The immunological response to solid tumours is insufficient. Therefore, tumour specific antigens have been explored to facilitate the activation of the immune system. The cancer/testis antigen class of MAGE-A antigens is a possible target for vaccination. Their differential expression profiles also modulate the course of the cancer disease and its response to antineoplastic drugs.

Methods

The expression profiles of MAGE-A2, -A3, -A4, -A6 and -A10 in five own oral squamous cell carcinoma cell lines were characterised by rt-PCR, qrt-PCR and immunocytochemistry with a global MAGE-A antibody (57B) and compared with those of an adult keratinocyte cell line (NHEK).

Results

All tumour cell lines expressed MAGE-A antigens. The antigens were expressed in groups with different preferences. The predominant antigens expressed were MAGE-A2, -A3 and -A6. MAGE-A10 was not expressed in the cell lines tested. The MAGE-A gene products detected in the adult keratinocyte cell line NHEK were used as a reference.

Conclusion

MAGE-A antigens are expressed in oral squamous cell carcinomas. The expression profiles measured facilitate distinct examinations in forthcoming studies on responses to antineoplastic drugs or radiation therapy. MAGE-A antigens are still an interesting aim for immunotherapy.

Peer Review reports

Background

Tumour cells express specific antigens. Despite the fact that the protein products of these genes are absent or only partially found on healthy cells, the immunological response is insufficient[1, 2]. The goal of several studies was to map these tumour antigens and use them to induce or boost the immunological response[35]. Of particular interest are tumour antigens that occur only on tumour cells and are not detectable on physiologically healthy cells.
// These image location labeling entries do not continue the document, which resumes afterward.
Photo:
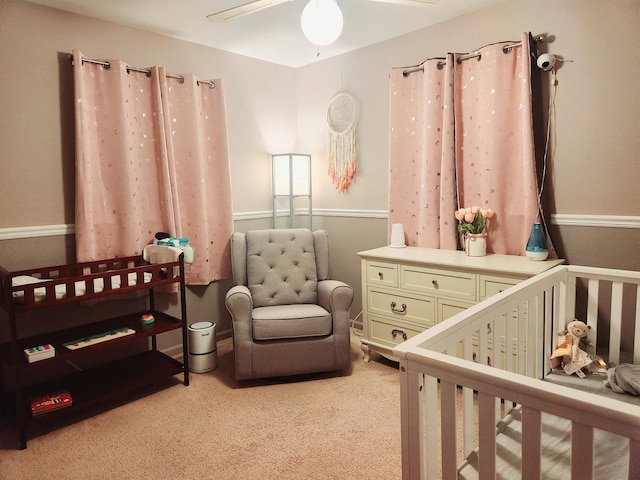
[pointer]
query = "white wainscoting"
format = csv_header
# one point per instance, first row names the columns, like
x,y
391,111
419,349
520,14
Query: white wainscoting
x,y
561,219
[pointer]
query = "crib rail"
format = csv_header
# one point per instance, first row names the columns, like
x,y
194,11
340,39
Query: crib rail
x,y
459,378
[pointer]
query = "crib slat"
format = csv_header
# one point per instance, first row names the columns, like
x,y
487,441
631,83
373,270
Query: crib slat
x,y
511,332
468,420
634,460
467,404
550,338
486,436
615,329
448,429
531,421
592,307
430,453
581,442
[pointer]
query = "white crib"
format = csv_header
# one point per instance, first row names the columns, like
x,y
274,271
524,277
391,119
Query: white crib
x,y
477,387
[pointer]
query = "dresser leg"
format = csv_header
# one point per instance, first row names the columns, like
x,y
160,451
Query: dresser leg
x,y
367,353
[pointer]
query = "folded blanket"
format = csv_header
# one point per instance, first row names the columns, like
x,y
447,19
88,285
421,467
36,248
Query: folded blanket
x,y
625,378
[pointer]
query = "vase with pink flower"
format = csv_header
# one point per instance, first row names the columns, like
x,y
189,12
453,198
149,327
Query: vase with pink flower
x,y
472,225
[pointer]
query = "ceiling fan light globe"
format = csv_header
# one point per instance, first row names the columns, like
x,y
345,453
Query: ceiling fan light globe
x,y
322,22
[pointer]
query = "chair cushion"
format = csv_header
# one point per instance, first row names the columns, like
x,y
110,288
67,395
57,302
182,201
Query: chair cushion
x,y
291,321
281,267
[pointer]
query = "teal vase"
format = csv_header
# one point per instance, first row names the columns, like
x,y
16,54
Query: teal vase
x,y
537,248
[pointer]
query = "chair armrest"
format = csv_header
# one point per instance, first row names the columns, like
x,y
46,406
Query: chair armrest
x,y
335,296
239,303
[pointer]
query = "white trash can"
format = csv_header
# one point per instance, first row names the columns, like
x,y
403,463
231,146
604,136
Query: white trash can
x,y
203,354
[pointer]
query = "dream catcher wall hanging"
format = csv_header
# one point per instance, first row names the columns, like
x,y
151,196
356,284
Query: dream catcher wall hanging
x,y
341,120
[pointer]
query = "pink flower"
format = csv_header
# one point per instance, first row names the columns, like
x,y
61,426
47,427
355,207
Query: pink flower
x,y
474,219
488,213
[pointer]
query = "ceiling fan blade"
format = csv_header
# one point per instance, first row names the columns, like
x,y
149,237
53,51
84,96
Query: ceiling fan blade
x,y
240,10
412,3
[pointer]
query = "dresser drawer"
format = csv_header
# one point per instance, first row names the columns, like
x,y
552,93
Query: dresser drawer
x,y
490,285
439,282
382,273
390,334
398,306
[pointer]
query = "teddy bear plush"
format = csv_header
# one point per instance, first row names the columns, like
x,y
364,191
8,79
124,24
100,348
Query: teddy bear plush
x,y
570,354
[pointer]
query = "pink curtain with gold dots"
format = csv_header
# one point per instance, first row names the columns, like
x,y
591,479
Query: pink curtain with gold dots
x,y
151,156
490,148
422,193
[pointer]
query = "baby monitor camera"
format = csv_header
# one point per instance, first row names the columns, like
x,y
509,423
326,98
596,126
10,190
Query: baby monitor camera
x,y
546,61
Such a group of tumour antigens are the MAGE-A antigens, a subgroup of cancer/testis antigens. These antigens are only expressed on germ cells and placenta cells[6, 7]. The authors could also demonstrate an expression in fetal oral keratinocytes[25] but could not elucidate their role in development. In contrast, these antigens are commonly expressed on many different tumours[79]. They are found in dermal and oral squamous cell carcinomas, amongst others[7, 1012]. These studies suggest that MAGE-A antigens are simultaneously expressed in antigen groups. The MAGE-A subgroups differ in their protein structures[7, 13]. This might influence an interaction with a potential drug or antibody and weaken their therapeutic effect. To validate this hypothesis, we quantitatively analysed the expression profiles of MAGE-A2, MAGE-A3, MAGE-A4, MAGE-A6 and MAGE-A10 in 5 oral squamous cell carcinoma cell lines by qrt-PCR and compared the results with the expression profile of a reference adult keratinocyte cell line.

Methods

Normal Human Epidermal Keratinocytes (NHEK)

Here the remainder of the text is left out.